Yes, two consecutive posts on the same annual event are not a good sign to my virtual activity level… point taken.
So 2 weeks ago, Microsoft Israel held its second ReCon conference on Recommendations and Personalization, turning its fine 2014 start into a tradition worth waiting for. This time it was more condensed than last year (good move!) and just as interesting. So here are three highlights I found worth reporting about:
Uri Barash of the hosting team gave the first keynote on Cortana integration in Windows 10, talking about the challenges and principles used. Microsoft places a high empasis on the user’s trust, hence Cortana does not use any interests that are not explicitly written in Cortana’s notebook, validated by the user. If indeed correct, that’s somewhat surprising, as it limits the recommendation quality and moreover – the discovery experience for the user, picking up potential interests from the user’s activity. I’d still presume that all these implicit interests are probably used behind the scenes, to optimize the content from explicit interests.
IBM Haifa Research Labs have been doing work for some years now on enterprise social networks, and mining connections and knowledge from such networks.
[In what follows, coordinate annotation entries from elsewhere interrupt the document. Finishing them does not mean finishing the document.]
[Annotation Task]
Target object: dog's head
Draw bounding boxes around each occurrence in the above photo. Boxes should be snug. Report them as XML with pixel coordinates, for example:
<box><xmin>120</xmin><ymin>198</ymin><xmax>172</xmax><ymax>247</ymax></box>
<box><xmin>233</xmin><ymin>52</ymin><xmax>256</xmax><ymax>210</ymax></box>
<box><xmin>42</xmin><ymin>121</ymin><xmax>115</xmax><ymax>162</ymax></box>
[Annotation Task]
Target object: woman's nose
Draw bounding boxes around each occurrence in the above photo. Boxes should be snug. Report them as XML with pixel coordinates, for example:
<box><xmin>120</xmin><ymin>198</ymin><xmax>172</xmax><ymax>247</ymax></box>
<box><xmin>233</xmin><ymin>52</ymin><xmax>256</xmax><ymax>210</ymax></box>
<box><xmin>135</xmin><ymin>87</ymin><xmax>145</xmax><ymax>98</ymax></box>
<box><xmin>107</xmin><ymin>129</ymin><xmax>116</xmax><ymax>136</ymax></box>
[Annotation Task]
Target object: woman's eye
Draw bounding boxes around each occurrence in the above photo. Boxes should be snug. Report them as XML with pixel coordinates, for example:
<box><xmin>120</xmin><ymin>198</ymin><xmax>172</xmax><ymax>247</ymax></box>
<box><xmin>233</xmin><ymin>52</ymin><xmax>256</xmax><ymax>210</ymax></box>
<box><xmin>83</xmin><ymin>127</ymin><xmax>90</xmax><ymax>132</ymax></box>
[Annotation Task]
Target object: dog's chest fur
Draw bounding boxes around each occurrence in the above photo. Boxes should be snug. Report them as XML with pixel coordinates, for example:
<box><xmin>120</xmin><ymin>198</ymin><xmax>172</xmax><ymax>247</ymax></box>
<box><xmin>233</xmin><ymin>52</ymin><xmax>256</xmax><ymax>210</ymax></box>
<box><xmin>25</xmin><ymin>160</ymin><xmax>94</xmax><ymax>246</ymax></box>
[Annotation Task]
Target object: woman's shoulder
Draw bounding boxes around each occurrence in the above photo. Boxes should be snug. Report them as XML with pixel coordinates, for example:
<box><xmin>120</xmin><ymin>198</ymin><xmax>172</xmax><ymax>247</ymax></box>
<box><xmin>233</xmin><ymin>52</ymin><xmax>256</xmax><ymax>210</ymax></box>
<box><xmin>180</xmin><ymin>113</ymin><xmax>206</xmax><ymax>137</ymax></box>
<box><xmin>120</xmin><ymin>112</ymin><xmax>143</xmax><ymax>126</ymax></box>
In ReCon this year, Roy Levin presented a paper to be published in SIGIR’15, titled “Islands in the Stream: A Study of Item Recommendation within an Enterprise Social Stream“. In the paper, they discuss a feature for a personalized newsfeed included in IBM’s enterprise social network “IBM Connections”, and provide some background and the personalized ranking logic for the feed items.
They then move on to describe a survey they have made among users of the product, to analyze their opinions on specific items recommended for them in their newsfeed, similar to Facebook’s newsfeed surveys. Through these surveys, the IBM researchers attempted to identify correlations between various feed item factors, such as post and author popularity, post personalization score, how surprising an item may be to a user and how likely a user is to want such serevdipity, etc. The actual findings are in the paper, but what may actually be even more interesting is the deep dissection in the paper of the internal workings of the ranking model.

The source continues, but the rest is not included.